Our Secure Future worked in collaboration with Foreign Policy magazine's independent research division, FP Analytics, to produce this issue brief on the business case for Women, Peace and Security in the Digital Age. Technology increasingly permeates every facet of our lives. The digital economy accounts for nearly 16 percent of global GDP and is growing two-and-a-half times faster than the rest of the world economy. Everything from social interactions and politics to business, health care, and education increasingly rely on digital connections, innovation, artificial intelligence, and advanced algorithms. Over the past year, the COVID-19 pandemic has only accelerated our digital dependence.
The digital ecosystem is reflecting and amplifying gender inequalities in society. Addressing these problems requires moving beyond women’s participation, and toward the integration of gender analysis.
Yet half of the world’s population is at a grave disadvantage in this new age. Women and other chronically marginalized groups have long been barred from shaping institutions. Today, they find themselves excluded from technology development and the governance frameworks that are shaping the future. A pervasive digital divide, particularly in the Global South, continues to inhibit women’s ability to design and use technology. According to FP Analytics research undertaken last year, not one of the 111 data governance frameworks under development worldwide had meaningfully taken gender equality into account. The Women, Peace, and Security policy framework offers the private sector and international institutions solutions.
The digital ecosystem is reflecting and amplifying existing gender inequalities in society. These gaps pose a direct threat to economic development and the bottom line of companies as digital exclusion and concerns over safety and security online limit women and marginalized groups’ engagement in the new digital economy.
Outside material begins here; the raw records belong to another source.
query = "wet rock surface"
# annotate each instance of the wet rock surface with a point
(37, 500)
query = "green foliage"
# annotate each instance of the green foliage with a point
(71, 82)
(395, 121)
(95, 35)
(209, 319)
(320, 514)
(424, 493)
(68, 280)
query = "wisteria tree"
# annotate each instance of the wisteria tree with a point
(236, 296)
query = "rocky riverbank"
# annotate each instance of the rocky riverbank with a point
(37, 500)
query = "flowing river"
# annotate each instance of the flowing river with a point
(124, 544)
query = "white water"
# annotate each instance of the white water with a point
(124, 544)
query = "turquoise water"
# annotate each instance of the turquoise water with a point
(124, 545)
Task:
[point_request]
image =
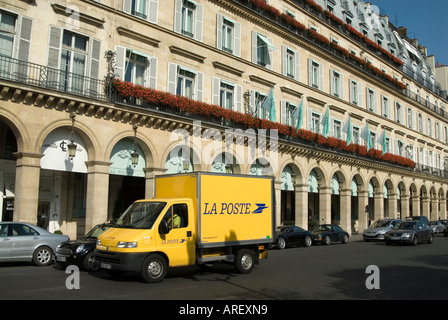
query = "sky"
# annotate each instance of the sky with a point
(426, 20)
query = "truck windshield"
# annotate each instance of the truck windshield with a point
(141, 215)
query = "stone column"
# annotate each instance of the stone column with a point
(301, 194)
(26, 189)
(325, 204)
(346, 209)
(278, 201)
(442, 211)
(378, 198)
(404, 198)
(426, 207)
(393, 207)
(150, 175)
(434, 209)
(97, 193)
(363, 201)
(415, 206)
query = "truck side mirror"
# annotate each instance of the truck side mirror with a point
(164, 228)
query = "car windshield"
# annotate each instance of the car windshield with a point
(97, 231)
(141, 215)
(407, 225)
(322, 228)
(380, 224)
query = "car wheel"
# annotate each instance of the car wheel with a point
(308, 241)
(89, 262)
(244, 261)
(43, 256)
(281, 243)
(154, 268)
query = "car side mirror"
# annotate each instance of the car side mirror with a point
(164, 228)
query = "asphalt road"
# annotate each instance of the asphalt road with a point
(332, 272)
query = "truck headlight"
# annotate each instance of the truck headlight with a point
(80, 248)
(125, 244)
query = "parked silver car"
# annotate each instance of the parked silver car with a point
(437, 226)
(411, 232)
(27, 242)
(379, 228)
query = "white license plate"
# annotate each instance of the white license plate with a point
(106, 266)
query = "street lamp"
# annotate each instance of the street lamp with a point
(72, 145)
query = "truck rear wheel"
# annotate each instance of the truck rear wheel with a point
(154, 268)
(244, 261)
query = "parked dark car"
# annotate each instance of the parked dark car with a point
(292, 235)
(410, 232)
(80, 252)
(26, 242)
(328, 233)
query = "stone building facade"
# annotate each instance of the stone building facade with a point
(371, 140)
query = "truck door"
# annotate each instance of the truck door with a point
(178, 243)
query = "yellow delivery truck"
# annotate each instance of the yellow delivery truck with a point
(195, 218)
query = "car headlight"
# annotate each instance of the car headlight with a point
(80, 248)
(405, 235)
(125, 244)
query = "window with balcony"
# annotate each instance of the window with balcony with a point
(188, 19)
(290, 65)
(371, 100)
(136, 67)
(337, 84)
(228, 35)
(143, 9)
(315, 72)
(355, 93)
(185, 82)
(262, 50)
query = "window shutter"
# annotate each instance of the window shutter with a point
(271, 55)
(177, 16)
(237, 38)
(172, 77)
(321, 77)
(199, 86)
(284, 60)
(296, 65)
(359, 94)
(25, 39)
(120, 61)
(95, 50)
(54, 47)
(127, 6)
(215, 90)
(254, 46)
(239, 98)
(153, 73)
(198, 23)
(153, 11)
(283, 112)
(219, 22)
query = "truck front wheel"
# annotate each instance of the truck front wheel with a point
(154, 268)
(244, 261)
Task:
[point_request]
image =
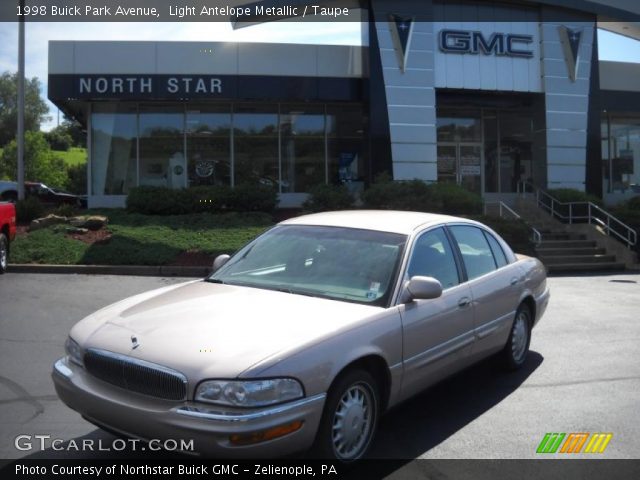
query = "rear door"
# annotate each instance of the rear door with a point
(495, 286)
(437, 333)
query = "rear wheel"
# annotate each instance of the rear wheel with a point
(517, 347)
(350, 417)
(4, 252)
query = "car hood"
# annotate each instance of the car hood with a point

Women are experiencing systemic bias and abuse in technology leadership, creation, and use, which plays out in both the digital and physical spaces.
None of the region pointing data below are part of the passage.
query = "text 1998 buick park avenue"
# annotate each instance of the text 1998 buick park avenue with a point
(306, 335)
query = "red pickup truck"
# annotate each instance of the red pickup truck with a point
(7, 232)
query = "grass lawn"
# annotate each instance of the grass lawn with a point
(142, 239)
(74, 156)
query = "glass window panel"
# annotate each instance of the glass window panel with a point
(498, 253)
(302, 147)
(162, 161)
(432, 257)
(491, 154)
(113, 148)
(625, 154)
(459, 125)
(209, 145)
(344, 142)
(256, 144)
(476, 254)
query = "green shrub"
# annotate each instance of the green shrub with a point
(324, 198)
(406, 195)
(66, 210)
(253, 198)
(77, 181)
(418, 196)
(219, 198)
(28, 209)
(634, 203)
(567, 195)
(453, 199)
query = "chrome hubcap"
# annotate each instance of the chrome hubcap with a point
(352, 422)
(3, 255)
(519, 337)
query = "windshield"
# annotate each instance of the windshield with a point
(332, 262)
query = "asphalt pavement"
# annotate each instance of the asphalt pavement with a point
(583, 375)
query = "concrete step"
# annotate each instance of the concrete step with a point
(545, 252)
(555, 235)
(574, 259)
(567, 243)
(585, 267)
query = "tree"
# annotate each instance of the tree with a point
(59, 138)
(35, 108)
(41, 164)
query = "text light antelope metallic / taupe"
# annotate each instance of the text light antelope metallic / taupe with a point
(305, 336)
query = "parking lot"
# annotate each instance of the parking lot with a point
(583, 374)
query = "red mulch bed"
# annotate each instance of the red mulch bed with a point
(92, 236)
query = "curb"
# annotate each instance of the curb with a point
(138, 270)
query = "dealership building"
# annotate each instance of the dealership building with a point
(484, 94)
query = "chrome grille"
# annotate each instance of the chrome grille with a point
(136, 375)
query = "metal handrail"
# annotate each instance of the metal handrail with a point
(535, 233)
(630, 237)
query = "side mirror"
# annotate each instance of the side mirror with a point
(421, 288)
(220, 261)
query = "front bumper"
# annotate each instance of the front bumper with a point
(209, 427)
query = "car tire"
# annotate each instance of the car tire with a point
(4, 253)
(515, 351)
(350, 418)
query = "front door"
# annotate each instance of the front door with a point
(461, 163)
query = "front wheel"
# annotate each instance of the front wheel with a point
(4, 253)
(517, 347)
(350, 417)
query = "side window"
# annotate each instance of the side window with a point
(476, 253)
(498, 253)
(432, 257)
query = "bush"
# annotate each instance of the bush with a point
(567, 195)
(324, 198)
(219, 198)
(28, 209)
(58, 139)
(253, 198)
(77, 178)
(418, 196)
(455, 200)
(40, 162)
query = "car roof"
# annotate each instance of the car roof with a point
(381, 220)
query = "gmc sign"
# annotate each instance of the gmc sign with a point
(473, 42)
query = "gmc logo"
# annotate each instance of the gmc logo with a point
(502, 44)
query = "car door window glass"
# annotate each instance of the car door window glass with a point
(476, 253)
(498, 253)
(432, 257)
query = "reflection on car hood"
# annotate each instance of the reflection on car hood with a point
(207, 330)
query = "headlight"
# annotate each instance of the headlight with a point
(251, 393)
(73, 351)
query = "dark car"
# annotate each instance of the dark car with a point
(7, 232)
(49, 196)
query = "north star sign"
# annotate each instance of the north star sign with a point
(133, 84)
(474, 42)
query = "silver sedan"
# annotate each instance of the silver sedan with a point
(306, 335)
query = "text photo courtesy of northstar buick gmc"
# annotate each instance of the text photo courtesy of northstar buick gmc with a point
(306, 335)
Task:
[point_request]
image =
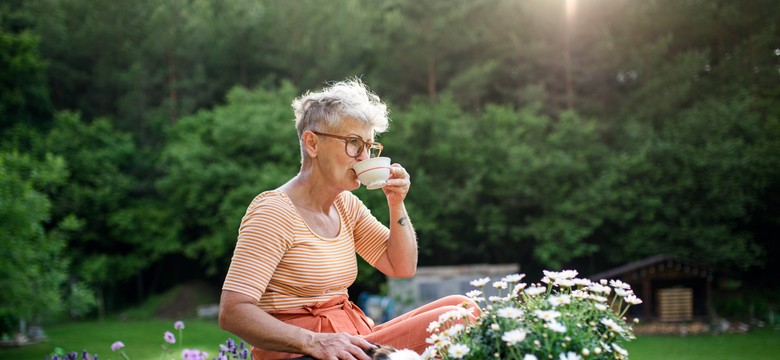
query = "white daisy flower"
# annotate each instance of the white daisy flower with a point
(535, 290)
(474, 294)
(458, 351)
(564, 283)
(513, 278)
(632, 299)
(579, 294)
(429, 354)
(513, 337)
(581, 282)
(510, 312)
(547, 315)
(612, 325)
(619, 349)
(433, 326)
(556, 326)
(598, 288)
(556, 301)
(480, 282)
(619, 284)
(569, 356)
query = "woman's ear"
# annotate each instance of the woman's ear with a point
(310, 143)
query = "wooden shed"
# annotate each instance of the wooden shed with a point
(671, 289)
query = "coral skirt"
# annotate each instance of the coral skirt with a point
(333, 316)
There is a lack of understanding of gender dynamics and their significance for the future of technology development. Businesses cannot afford to be gender-blind and lose the growing purchasing power of women consumers.
When gender equality challenges are recognized, they are considered in specific sectors or issue contexts. This is creating siloed conversations and preventing coordinated advocacy and action. The focus is often on women as users of technology, rather than agents of change in improving or designing the digital ecosystem.
Civil society and gender experts are absent from many of the influential processes and debates about the future of technology.